Built in 1935, the armory was designed by architect P.C. Bettenburg and engineer Walter Wheeler, who also worked on bridges and grain elevators. The massive building with rounded corners looks like military equipment. Aside from some grillwork and door reliefs, the only ornamentation on the building are two stone eagles over the entrances.

Inside the building were rifle and pistol ranges along with truck and tank parking in the basement. The vast drill hall's balconies held 4,500 people for military exercises along with political conventions, boxing tournaments and Minneapolis Lakers' basketball games.
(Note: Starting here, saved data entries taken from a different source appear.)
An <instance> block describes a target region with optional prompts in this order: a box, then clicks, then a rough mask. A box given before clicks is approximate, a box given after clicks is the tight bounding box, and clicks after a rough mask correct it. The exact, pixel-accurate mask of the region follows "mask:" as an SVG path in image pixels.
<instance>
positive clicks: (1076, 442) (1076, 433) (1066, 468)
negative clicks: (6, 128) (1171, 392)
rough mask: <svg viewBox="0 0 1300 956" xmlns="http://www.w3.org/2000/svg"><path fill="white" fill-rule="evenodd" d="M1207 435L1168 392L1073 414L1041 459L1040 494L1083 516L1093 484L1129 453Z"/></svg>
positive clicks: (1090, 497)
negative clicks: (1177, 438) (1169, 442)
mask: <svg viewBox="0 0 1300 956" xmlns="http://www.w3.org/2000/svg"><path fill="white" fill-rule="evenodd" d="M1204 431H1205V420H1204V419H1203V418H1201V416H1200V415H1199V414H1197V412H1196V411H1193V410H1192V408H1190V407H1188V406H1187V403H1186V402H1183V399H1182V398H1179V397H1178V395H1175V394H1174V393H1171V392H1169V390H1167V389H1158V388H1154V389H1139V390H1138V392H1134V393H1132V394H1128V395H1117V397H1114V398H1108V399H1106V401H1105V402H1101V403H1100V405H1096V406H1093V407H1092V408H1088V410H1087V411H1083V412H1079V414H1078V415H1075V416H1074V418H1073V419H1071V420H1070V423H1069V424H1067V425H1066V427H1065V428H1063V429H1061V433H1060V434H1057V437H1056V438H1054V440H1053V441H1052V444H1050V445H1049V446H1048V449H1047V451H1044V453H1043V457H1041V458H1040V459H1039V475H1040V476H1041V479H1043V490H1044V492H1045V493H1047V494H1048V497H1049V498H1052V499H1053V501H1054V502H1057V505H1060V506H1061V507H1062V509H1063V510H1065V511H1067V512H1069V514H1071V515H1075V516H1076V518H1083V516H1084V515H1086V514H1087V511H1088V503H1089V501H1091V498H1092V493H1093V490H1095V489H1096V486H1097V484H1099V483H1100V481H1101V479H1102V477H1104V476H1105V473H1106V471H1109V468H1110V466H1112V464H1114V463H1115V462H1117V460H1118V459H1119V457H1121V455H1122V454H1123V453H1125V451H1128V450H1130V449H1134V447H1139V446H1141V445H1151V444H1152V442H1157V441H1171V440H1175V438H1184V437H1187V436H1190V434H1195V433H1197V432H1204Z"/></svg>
Two large fresco paintings remain in the headhouse's Trophy Hall.

After its original tenants moved out in 1980, the armory was used for concerts, ping pong tournaments and motorcycle races. Amid great controversy, the Minnesota Supreme Court ruled in 1993 that the building could not be torn down due to its historic status. Today, it survives as a very clean indoor parking lot, and the owner just received permission from the city to hold special events in the cavernous space.

LUNCH TIP: Enjoy lunch on the patio at the Little Wagon at 420 S. 4th St.